MySQL Lists are EOL. Please join:

List:General Discussion« Previous MessageNext Message »
From:Chris Stoughton Date:October 11 2002 3:08pm
Subject:Performance when using two BETWEEN statements in the WHERE clause
multiple times
View as plain text  
I sent a similar question a few days ago.  I don't think there was a 
response.  If there was, sorry that I missed it.  I have worked around 
the issue, but would like to know whether there is something I can do to 
improve the orignal query.

I have a table with two spatial indices -- ra and decl, for right 
ascension and declination , think of them as x,y coordinates.  In order 
to match objects in one table to a second table, I choose a set of 
objects in the first table, find the limits of ra,decl, and then query 
the second table based on these limits.  I then do matching in a 
separate program, between these two lists.
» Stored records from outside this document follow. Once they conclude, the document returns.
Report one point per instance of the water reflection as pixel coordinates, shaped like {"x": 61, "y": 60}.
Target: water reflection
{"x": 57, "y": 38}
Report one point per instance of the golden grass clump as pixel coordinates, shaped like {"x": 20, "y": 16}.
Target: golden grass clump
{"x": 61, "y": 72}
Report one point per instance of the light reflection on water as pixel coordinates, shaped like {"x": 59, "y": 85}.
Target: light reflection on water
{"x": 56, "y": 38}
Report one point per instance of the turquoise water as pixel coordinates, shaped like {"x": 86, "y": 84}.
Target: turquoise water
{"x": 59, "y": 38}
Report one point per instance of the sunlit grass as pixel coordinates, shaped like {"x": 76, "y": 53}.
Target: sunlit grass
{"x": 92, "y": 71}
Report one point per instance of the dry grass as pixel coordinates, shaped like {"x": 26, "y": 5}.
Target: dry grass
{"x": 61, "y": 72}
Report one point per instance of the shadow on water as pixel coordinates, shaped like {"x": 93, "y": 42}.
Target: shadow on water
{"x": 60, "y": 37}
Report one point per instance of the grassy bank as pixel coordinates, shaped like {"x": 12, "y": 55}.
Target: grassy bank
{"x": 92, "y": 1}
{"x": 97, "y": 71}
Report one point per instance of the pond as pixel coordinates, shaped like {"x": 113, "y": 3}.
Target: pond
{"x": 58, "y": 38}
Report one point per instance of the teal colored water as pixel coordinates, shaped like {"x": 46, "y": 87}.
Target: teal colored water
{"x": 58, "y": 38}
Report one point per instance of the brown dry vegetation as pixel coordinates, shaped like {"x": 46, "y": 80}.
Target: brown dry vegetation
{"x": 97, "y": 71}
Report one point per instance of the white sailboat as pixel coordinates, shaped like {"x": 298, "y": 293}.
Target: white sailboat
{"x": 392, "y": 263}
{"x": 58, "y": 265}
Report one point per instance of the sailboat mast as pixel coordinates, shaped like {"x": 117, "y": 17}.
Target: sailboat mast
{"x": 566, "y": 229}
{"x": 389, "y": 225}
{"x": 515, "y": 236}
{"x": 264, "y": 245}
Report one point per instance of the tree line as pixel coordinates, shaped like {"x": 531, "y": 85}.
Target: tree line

For a specific example of one pair of queries:

select ra,decl from firstTable where fieldId=1
(based on the results of this query, calculate raMin,raMac, declMin, and 
declMax -- 1.1, 1.2, 3.4, 3.5 in this example)
select ra,decl,a,b,c,d from secondTable where ra between 1.1 1.2 and 
decl between 3.4 3.5

So, I wind up sending the following sequence of series:

select ra,decl from firstTable where fieldId=0
select ra,decl,a,b,c,d from secondTable where ra between 1.1 1.2 and 
decl between 3.4 3.5
select ra,decl from firstTable where fieldId=1
select ra,decl,a,b,c,d from secondTable where ra between 1.1 1.2 and 
decl between 3.5 3.6
select ra,decl from firstTable where fieldId=2
select ra,decl,a,b,c,d from secondTable where ra between 1.1 1.2 and 
decl between 3.6 3.7
select ra,decl from firstTable where fieldId=3
select ra,decl,a,b,c,d from secondTable where ra between 1.1 1.2 and 
decl between 3.7 3.8
select ra,decl from firstTable where fieldId=4
select ra,decl,a,b,c,d from secondTable where ra between 1.1 1.2 and 
decl between 3.8 3.9
select ra,decl from firstTable where fieldId=5
select ra,decl,a,b,c,d from secondTable where ra between 1.1 1.2 and 
decl between 3.9 4.0
select ra,decl from firstTable where fieldId=6
select ra,decl,a,b,c,d from secondTable where ra between 1.1 1.2 and 
decl between 4.0 4.1
select ra,decl from firstTable where fieldId=7
select ra,decl,a,b,c,d from secondTable where ra between 1.2 1.3 and 
decl between 3.5 3.6
select ra,decl from firstTable where fieldId=8
select ra,decl,a,b,c,d from secondTable where ra between 1.2 1.3 and 
decl between 3.6 3.7
select ra,decl from firstTable where fieldId=9
select ra,decl,a,b,c,d from secondTable where ra between 1.2 1.3 and 
decl between 3.7 3.8
select ra,decl from firstTable where fieldId=10
select ra,decl,a,b,c,d from secondTable where ra between 1.2 1.3 and 
decl between 3.8 3.9
select ra,decl from firstTable where fieldId=11
select ra,decl,a,b,c,d from secondTable where ra between 1.2 1.3 and 
decl between 3.9 4.0
select ra,decl from firstTable where fieldId=12
select ra,decl,a,b,c,d from secondTable where ra between 1.2 1.3 and 
decl between 4.0 4.1
and so on.....

Each of these selects returns approx 200 objects from the million 
records in the table.

The problem is that the first 40 or so queries take less than a second 
each, which is very nice performance.  However, after that, things bog 
down.  The queries with "where fieldId=n" continue to perform well, but 
the queries with the two betweens take longer and longer, over a minute 
per query.  Not good!  While this is happening, there is no process 
consuming CPU, no swapping, and no heavy disk activity.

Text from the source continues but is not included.